Scraping Instagram – Take 3

flickr photo shared by JeepersMedia under a Creative Commons ( BY ) license

I started to apologize for writing three posts on this and promising not to do any more but I reconsidered. This is my site. I’ll write whatever I want. Skip it if it bores you or exile me from your feed reader.1

Alan’s comment got me thinking that using spreadsheet formulas was not necessary and it felt awkward to me anyway. So I figured out how to do it all in the php. I’ll include the relevant portion of the code below. You can get the whole thing here.

The key is substr_count which will find stuff in a string and count it. The other little piece is boolval which returns true if it’s greater than 0.

//$caption gets all the text associated with the instagram post
                $caption = $media->caption->text;
                $filter = $media->filter;
//$hashcount looks at $caption and counts how many times it finds a #
                $hashcount = substr_count($caption, '#');
//$hashtrue looks at $hashcount and if it's >0 it returns true
                $hashtrue = (boolval($hashcount) ? 'true' : 'false');
//same pattern here counting @ instead
                $atcount = substr_count($caption, '@');
                $attrue = (boolval($atcount) ? 'true' : 'false');
//add the results to the CSV                
				array_push($list, $username . '?' . $likes . '?' . $comments . '?' . $link . '?' . $caption . '?' . $filter . '?' . date(DATE_RFC2822) . '?' . $hashtrue . '?' . $hashcount . '?' . $attrue . '?' .$atcount) ;

1 Plus no one reads blogs any more. Shouldn’t you be on Twitter or vaping?

Comments on this post

  1. Luke said on July 24, 2015 at 3:31 pm

    I’m definitely going to delete you from Google Reader after this one.

    • Tom Woodward said on July 24, 2015 at 7:48 pm

      Damn it. Now I’m eating into my core constituency. It’s you, Alan, and Jim. But I must maintain my integrity as a blogger. Come what may.

      • Luke said on July 25, 2015 at 11:38 am

        Sorry. I gotta do what I gotta do. But you might be temporarily saved, apparently Google Reader is like down for some maintenance or something. I’ll have to try again later.

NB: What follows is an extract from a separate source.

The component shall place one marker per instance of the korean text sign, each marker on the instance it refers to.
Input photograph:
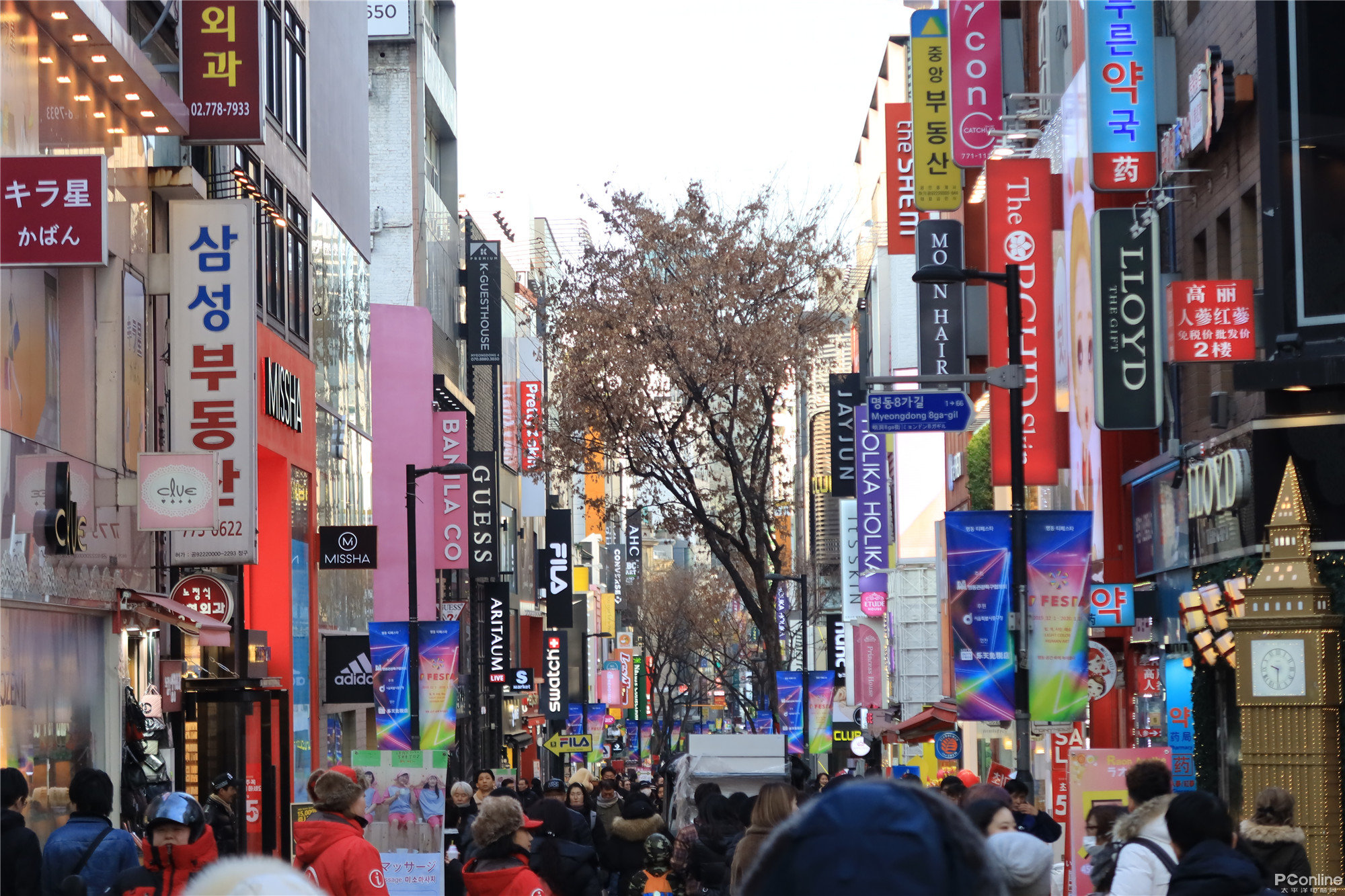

  2. CogDog said on July 24, 2015 at 4:09 pm

    I may have half submitted a comment while on a mobile in the back of a car in Mexico. Keep the code brewing.

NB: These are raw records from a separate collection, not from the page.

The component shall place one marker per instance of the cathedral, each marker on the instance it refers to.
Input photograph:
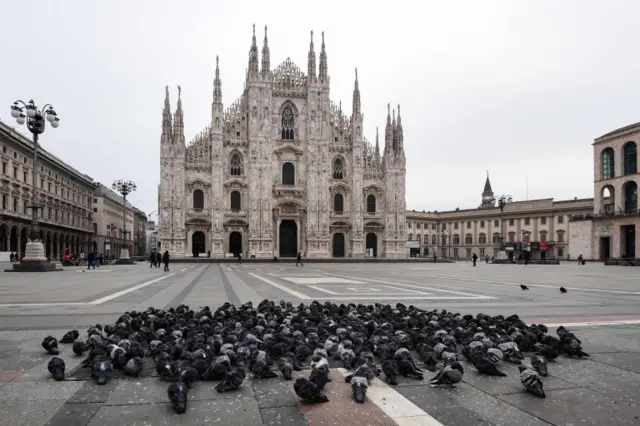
(282, 170)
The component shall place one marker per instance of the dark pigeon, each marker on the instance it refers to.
(56, 367)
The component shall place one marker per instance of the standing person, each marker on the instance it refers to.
(165, 259)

    The boolval function is not needed, there are more direct ways you can test values in an if () statement. For example, if your $hashcount finds any matches, 1,2, 234, evaluatng a simple if ($hashcount) returns true if it is any value other than 0. 0 is the same as false, any integer value is true. When you have a string value, a if ($string) evaluates false for an empty one, and true otherwise.

    So you can go shorter with

    if ($hashcount) {
    // do stuff if there are hashtags
    } else {
    // do other stuff

    PS What is “Vaping”?

    • Tom Woodward said on July 24, 2015 at 7:52 pm

      Would I want to do that if all I want is true/false? There is no ‘else’ that I want. I just want it to write true if it’s not 0 and false if it is. It seems economical.

      Not arguing just trying to see how that’s more direct.

      Vaping is a bizarre ecigarette thing taken to the next level.

      • CogDog said on July 27, 2015 at 3:34 am

        6 of 1 etc; if never even used/seen boolval(). You could do it either

        $hashtrue = ($hashcount) ? ‘true’ : ‘false’;

        Or it looks with that function, this is most compact–

        $hashtrue = boolval($hashcount);

        They all do the same thing;.

        • Tom Woodward said on July 27, 2015 at 7:45 am

          Ah. Got it. I just didn’t get the structure when you weren’t really doing anything. There are some basic things that I’ve skipped in my miseducation.